In a civilization whose citizens vary from fully self-realized to externally controlled automatons we find the dysfunctional heart of the devolution machine lies in the codependence of the sheep and the shepherds. Like any dynamic, one cannot exist without the other. The shepherds’ concern for their reputation is so obsessive they seek competition, podiums and audiences to surpass mere approval on the way to supreme reverence, none of which can be done without dependent worshipers. The sheep’s concern for their reputation is so frightened that political correctness seems like a plateau below which they live in the abject servitude to the authority of the shepherds with “right away, what color and how high?” Even the flocks in which they gather to fend off deadly solitude, from social clubs to religions, armies and governments, take on the sheep-shepherd dynamic at all levels
As economics would have it, this dysfunctional clot in the stream of human evolution takes on the form of a pyramid from the top of which the bottom looks less considerable than ants. This is what the belief in human superiority over the rest of the body of the planet within which we are a dependent part creates out of every newborn, so well equipped to survive in nature but never ready to live on lies.
So, to the different doing I mentioned in the title: it is not an action per se, but more of a mental doing. It is a purposeful de-hypnotizing ourselves from the propaganda we’ve had lied to us from such a saturated cultural environment all our lives that we live in fear of nature as a threat, like cotton plantation owners feared their slaves. Should we be able to recover our appreciation of the intuitive observer we have always been, watching our hocking original thinking for the illusion of reputation, we might see our way clear to following a desire to become more symbiotic with a former threat in our personal lives by becoming self actualized rather than going along to get along waiting for the shepherd to steer us right.

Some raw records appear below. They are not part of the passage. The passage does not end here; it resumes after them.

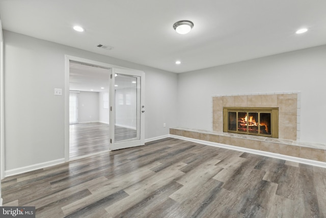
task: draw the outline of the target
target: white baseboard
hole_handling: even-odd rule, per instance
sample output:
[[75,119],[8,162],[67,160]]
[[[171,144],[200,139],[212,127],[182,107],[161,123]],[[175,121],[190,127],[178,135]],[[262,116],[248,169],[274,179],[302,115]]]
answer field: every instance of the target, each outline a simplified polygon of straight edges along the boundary
[[53,166],[65,162],[65,158],[58,159],[57,160],[51,160],[50,161],[44,162],[37,163],[36,164],[30,165],[29,166],[23,166],[22,167],[16,168],[5,171],[5,177],[9,177],[15,175],[20,174],[24,173],[29,172],[36,169]]
[[172,136],[170,136],[170,135],[168,134],[168,135],[161,135],[160,136],[154,137],[154,138],[147,138],[146,139],[145,139],[145,143],[149,142],[150,141],[155,141],[156,140],[162,139],[163,138],[168,138],[168,137],[172,137]]
[[255,150],[253,149],[247,149],[246,148],[238,147],[236,146],[230,146],[228,144],[221,144],[220,143],[212,142],[210,141],[203,141],[202,140],[196,139],[194,138],[186,138],[183,136],[179,136],[175,135],[169,135],[169,137],[172,138],[178,138],[179,139],[185,140],[186,141],[192,141],[200,144],[207,146],[214,146],[219,148],[223,148],[232,150],[244,152],[248,152],[251,154],[257,154],[259,155],[265,156],[266,157],[273,157],[274,158],[281,159],[284,160],[296,162],[297,163],[304,163],[305,164],[311,165],[313,166],[319,166],[320,167],[326,168],[326,162],[317,161],[316,160],[309,160],[308,159],[301,158],[300,157],[292,157],[290,156],[284,155],[280,154],[276,154],[271,152],[264,152],[262,151]]
[[100,123],[98,120],[83,121],[82,122],[78,122],[78,124],[90,124],[92,123]]
[[110,124],[110,123],[108,122],[106,122],[106,121],[99,121],[99,123],[100,123],[101,124]]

The only humans who taught me well were living examples of being self actualized.My fickle anarchism has now decided that separating serious debate about the fiction of the myth from the fiction about the truth of the effects of the myth were both about fiction and the separation was intellectual masturbation — thus this post and several others to come will be republishings from that shortlived diversion of my other blog, Dualitytilaud, the palindrome of duality and a key to unlocking one's too taut knots we're not taught to think beyond.